Mieux, Amnesty rappelle qu’en avril dernier, le Groupe de travail des Nations unies sur la détention arbitraire a estimé que la détention provisoire de Karim Wade est illégale, à cause du retard accumulé pendant la procédure et de la différence de traitement observée par rapport aux autres prévenus. 
Parlant toujours du non respect des droits humains, Amnesty international a aussi fait état dans son rapport des condamnations pour des actes contre nature. Elle compte vingt deux (22) personnes dont trois (3) femmes qui ont eu à répondre devant la justice pour ce «délit». 
 
DU FAIT DE LA NEGLIGENCE DES GOUVERNEMENTS : L’Onu au bord du gouffre
 
C’est une Organisation des nations unies (Onu) très mal en point qu’Amnesty international décrit dans son rapport.  «Les Nations unies et leurs différents organes de protection des droits humains et des réfugiés ont gravement souffert en 2015 de l'hostilité et de la négligence de gouvernements récalcitrants», lit-on dans le rapport.
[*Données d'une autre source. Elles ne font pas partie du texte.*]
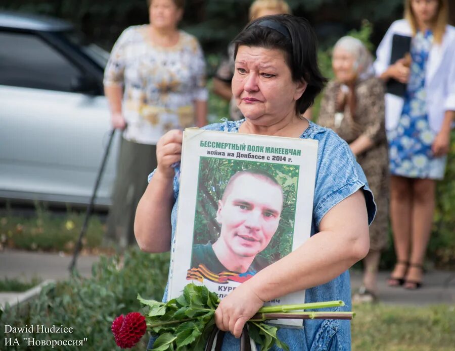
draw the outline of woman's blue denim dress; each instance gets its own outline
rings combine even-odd
[[[204,127],[204,129],[237,133],[244,120],[224,122]],[[319,142],[316,183],[313,207],[313,219],[311,235],[318,232],[318,225],[324,215],[343,199],[362,189],[368,211],[369,222],[371,223],[376,212],[373,194],[368,187],[361,168],[356,162],[348,145],[331,130],[310,122],[309,127],[300,138],[314,139]],[[150,181],[153,173],[149,176]],[[174,180],[174,193],[176,201],[172,208],[172,244],[174,245],[179,184],[177,178]],[[172,250],[172,248],[171,248]],[[163,301],[167,300],[167,286]],[[332,300],[342,300],[343,307],[319,311],[351,311],[351,286],[349,271],[324,285],[307,289],[306,303]],[[280,339],[287,343],[292,351],[323,351],[351,349],[350,322],[337,320],[309,320],[303,323],[303,329],[281,328],[278,331]],[[148,348],[151,349],[155,338],[152,337]],[[239,339],[226,333],[223,340],[222,351],[238,351]],[[258,347],[258,349],[260,349]],[[281,349],[274,347],[274,351]]]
Le prochain Secrétaire général des Nations unies, qui sera élu à la fin de l'année et prendra ses fonctions en janvier 2017, héritera d'une organisation qui a accompli beaucoup de choses certes, mais qui a désespérément besoin d'un nouvel élan, déclare Amnesty international. 
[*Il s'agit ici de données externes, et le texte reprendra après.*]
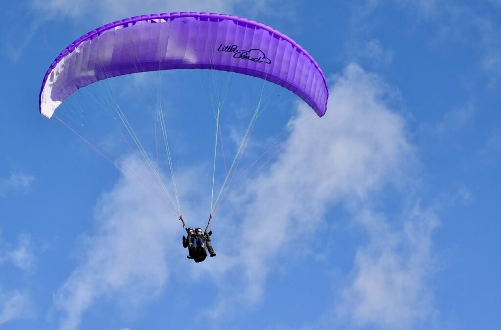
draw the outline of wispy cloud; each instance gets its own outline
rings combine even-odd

L'organisation internationale de défense des droits humains appelle les États membres et le Conseil de sécurité de l'Onu à faire preuve d'une réflexion courageuse pour avancer dans le sens des réformes, en commençant par la manière dont ils choisiront le prochain Secrétaire général. 
 
LES VIOLATIONS DES DROITS HUMAINS EN CHIFFRE
 
En 2015, Amnesty international a étudié la situation des droits humains dans 160 pays. Dans les 113 pays, les libertés d’expression et la liberté de la presse continuent à être restreintes. En outre, 60 millions de déplacés sont recensés à travers le monde. Plus de 30 pays ont contraint des refugiés à retourner dans des pays où ils sont en danger. Et, dans 61 pays, des personnes sont devenues des prisonniers d’opinion. Aussi, au moins, dans 19 pays, des crimes de guerre et d’autres violations de guerre ont été notées. Des procès iniques ou inéquitables ont eu lieu dans au moins 55% des pays.